Stablecoins Become Default for Internet Payments as Adoption Surges
Alchemy's Engineering Lead, Noam Hurwitz, has highlighted the rapid adoption of stablecoins, which are increasingly becoming the default settlement layer for internet payments. This shift is evident as major companies like PayPalPYPL-- and Stripe integrate stablecoins into their systems, leveraging on-chain infrastructure for faster and cheaper transactions. Alchemy, a key player in this transformation, provides infrastructure to some of the largest stablecoin ecosystems, supporting stablecoin flows for financial giants such as VisaV--, Stripe, Circle, and PayPal.
The appeal of stablecoins lies in their ability to make money transfers cheap, fast, global, and secure. This has led to their broad adoption across various sectors, including cross-border payments and prediction markets. Stablecoins have also become significant buyers of US Treasurys, with Tether (USDT) alone generating substantial profits while holding a considerable amount of US debt.
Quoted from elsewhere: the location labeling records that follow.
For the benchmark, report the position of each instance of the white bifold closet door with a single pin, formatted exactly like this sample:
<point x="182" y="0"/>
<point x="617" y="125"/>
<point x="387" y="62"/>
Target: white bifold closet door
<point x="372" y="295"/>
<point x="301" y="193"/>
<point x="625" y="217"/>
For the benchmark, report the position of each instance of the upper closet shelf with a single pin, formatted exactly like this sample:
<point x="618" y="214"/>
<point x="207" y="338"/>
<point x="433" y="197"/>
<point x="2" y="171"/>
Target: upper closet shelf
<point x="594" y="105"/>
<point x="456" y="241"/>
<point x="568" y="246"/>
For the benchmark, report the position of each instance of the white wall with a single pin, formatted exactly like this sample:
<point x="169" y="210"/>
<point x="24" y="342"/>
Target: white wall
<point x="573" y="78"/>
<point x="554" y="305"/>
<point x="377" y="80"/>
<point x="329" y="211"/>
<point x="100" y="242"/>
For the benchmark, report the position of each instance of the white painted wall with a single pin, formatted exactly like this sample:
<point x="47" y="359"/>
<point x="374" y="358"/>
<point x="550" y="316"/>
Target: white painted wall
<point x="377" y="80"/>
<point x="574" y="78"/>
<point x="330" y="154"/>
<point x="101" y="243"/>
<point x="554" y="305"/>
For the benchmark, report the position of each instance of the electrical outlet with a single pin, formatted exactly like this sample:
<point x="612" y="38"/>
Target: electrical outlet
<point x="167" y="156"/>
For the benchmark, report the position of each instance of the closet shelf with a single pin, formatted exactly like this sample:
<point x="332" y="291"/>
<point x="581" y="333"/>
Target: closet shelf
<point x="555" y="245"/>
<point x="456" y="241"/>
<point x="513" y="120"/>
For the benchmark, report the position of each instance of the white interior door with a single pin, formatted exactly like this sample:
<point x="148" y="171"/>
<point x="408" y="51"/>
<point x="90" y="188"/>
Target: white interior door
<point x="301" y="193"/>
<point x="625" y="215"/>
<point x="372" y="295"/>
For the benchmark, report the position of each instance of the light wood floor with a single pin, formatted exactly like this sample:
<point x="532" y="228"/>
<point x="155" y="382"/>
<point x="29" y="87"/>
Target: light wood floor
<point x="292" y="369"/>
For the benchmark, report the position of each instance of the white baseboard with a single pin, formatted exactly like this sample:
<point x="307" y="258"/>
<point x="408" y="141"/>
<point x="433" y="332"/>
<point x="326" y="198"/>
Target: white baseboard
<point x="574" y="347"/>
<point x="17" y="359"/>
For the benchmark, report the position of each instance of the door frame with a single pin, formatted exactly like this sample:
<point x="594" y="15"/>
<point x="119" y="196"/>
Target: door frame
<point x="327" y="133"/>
Hurwitz emphasized that tokenized money is the foundation of the tokenized financial system, driving recent financial innovations.
Despite their growing prominence, stablecoins face challenges due to the fragmented blockchain landscape. Institutions seeking to move quickly must assess provider reliability and counterparty risks, especially in an emerging industry. Hurwitz cited Kinexys, a tokenized bank deposit launched by JP Morgan, as a significant milestone. This permissioned deposit token allows institutional clients to access yield-bearing deposits on a public blockchain with 24/7 settlement and near real-time liquidity.
The regulatory landscape for stablecoins is becoming clearer with the recent passage of the GENIUS Act, which establishes federal guardrails for stablecoins. This legislation benefits established financial players while encouraging innovation. However, technical bottlenecks remain, as companies seek to decouple the user experience from the underlying technology, requiring deep technical expertise.
Looking ahead, Hurwitz expects most financial services to deploy their own blockchains, particularly layer 2 networks, to better scale and monetize their ecosystems. Infrastructure improvements are anticipated to drive seamless cross-chain interoperability, enabling a more connected and efficient financial system built on stablecoins. Despite these optimistic views, a recent report from the Bank for International Settlements challenges the notion that stablecoins can serve as money in a modern financial system, describing them as digital bearer instruments that resemble financial assets more than actual money.